Question

Factor each polynomial completely over the set of complex numbers.

Answer 1

Those are the directions. Then it lists a bunch of polynomials. What in the heck does that mean? I don't understand the "over the set of complex numbers" bit... do they just want me to factor the polynomial?

Answer 2

They probably want all of your factors to be linear :)
(x+something)
no x^2 allowed

Answer 3

Here is the first one they give me:

a(x) = 2x^4 -3x^3 -24x^2 + 13x + 12

Answer 4

How is (x+something) a complex number though?

Answer 5

Ahhh simmer down.
Let's see if we can get started somewhere.
Notice that all of the coefficients add up to 0.
So x=1 will be a solution to this polynomial, ya?
\(\large\rm 2-3-24+13+12=0\)

Answer 6

So we can start by applying `Synthetic Division` with x=1.
Are you familiar with that method? :)

Answer 7

Interesting, I didn't notice that. And yeah, I'll do the synthetic division and let you know what I get.

Answer 8

K cool

Answer 9

I got 2x^3 -x^2 -25x - 12

Answer 10

If all the coefficients hadn't added up to 0, how would we have found the first solution?

Answer 11

If they hadn't added up to 0,
we would be required to apply our Rational Root Theorem.
It's a little more complicated.

You take the constant term and divide it by the leading term,
12/2 = 6
RRT tells us that all rational roots must be a factor of this number.
So you can get 6 by multiplying 1 and 6, -1 and -6, 2 and 3, -2 and -3.
So those are all of the possible rational roots of this polynomial,
\(\rm \pm1,2,3,6\)

And you would check them one by one until you find a root that gives you 0.
And once you've found one, you apply Synthetic Division.

Answer 12

Ok so by applying Synthetic Division,
we've been able to turn our polynomial into
\(\rm (x-1)(2x^3-x^2-25x-12)\)

Answer 13

We pulled the x=1 root out of the rest of it.
That's what synthetic division did for us.

Answer 14

Right. Now do we do the constant divided by the leading term thing and test the numbers?

Answer 15

To factor the (2x3−x2−25x−12)

Answer 16

Mmmm ya I think so

Answer 17

Hmm 4 is a root of this polynomial.
So my explanation is missing something...
because 4 is not a factor of 6.
Mmmm sec thinking :D

Answer 18

4 is a factor of 12 though

Answer 19

Yes, I guess it was bad to simplify 12/2.

Answer 20

I would recommend checking the factors of 6 first though :)
One of those will work out.

We can do division after we find it.
And the other two ugly roots will be easily found using our `quadratic formula`.

Answer 21

Does (2x + 1)(x - 1)(x - 4)(x + 3) look about right?

Answer 22

Yes.
I dunno how you did that though :) lol

Answer 23

Lol! Just looked at the constant factors of 12 (1, 12, 2, 6, 3, 4) and divided them by the factors of the leading coefficient (2, 1). I tried 4 first using synthetic division and then just simplified the rest.

Answer 24

Anyway, thanks so much for your help! Why do you think they asked to factor each polynomial "over the set of complex numbers"? What does that even mean?

Answer 25

That's what threw me off :P

Answer 26

Ummm maybe I can give an example to show where things might have gone differently.
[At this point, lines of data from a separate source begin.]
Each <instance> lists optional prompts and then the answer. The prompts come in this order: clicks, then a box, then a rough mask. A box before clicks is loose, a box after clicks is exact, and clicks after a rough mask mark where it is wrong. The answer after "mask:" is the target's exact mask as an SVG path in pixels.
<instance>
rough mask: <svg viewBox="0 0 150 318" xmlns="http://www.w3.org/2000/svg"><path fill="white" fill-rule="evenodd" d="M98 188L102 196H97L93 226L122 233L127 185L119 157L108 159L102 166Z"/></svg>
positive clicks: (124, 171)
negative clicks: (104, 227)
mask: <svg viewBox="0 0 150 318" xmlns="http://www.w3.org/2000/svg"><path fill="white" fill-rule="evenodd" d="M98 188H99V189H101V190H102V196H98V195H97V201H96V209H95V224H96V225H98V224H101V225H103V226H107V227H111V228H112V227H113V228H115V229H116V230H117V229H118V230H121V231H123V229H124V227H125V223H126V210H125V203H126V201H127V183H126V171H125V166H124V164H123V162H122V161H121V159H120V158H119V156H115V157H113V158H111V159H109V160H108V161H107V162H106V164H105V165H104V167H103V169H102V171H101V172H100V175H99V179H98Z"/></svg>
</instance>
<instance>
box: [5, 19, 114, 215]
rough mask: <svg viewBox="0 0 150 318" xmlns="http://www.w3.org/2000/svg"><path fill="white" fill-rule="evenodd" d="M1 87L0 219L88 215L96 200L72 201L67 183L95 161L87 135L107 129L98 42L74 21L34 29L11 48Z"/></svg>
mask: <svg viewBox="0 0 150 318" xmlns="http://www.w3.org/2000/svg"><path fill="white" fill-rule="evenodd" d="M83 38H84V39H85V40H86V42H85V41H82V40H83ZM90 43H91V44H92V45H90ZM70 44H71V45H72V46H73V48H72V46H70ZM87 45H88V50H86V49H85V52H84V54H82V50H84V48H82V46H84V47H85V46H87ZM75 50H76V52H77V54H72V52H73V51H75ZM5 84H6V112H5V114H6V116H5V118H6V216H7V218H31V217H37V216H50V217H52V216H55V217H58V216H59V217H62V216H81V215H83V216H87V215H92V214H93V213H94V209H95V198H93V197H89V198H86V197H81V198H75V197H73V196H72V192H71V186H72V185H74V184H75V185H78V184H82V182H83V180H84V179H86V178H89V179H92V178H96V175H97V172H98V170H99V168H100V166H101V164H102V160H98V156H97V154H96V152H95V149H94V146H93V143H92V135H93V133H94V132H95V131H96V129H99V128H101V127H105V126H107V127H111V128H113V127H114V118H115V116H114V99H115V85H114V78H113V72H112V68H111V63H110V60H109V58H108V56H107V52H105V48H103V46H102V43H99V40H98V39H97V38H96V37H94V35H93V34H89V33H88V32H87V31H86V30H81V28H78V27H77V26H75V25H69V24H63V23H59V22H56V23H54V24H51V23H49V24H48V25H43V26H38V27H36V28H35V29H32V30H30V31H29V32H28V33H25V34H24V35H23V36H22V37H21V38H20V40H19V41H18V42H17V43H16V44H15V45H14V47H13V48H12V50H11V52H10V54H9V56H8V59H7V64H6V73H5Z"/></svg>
Let's say we were able to factor something down to: x^2+4

We could do some simply algebra to find the last two roots,
\(\large\rm x^2+4=0\)
subtract 4 from each side,
\(\large\rm x^2=-4\)
square root each side,
\(\large\rm x=\pm 2i\)
So we see that the last two roots are 2i and -2i.
So our polynomial would include factors of (x-2i) and (x+2i)

Answer 27

You wouldn't stop at x^2+4 just because it doesn't give you real roots.

Answer 28

Hopefully the square root step wasn't too confusing :U

Answer 29

No that makes sense :) Thanks so much. I have a couple more Qs... would you mind helping me out? I'll close this thread and open a new question.

Answer 30

ya open a new one :)
Ill try to hobble on over if i can spare the time :D

Answer 31

Haha! You're the best. xD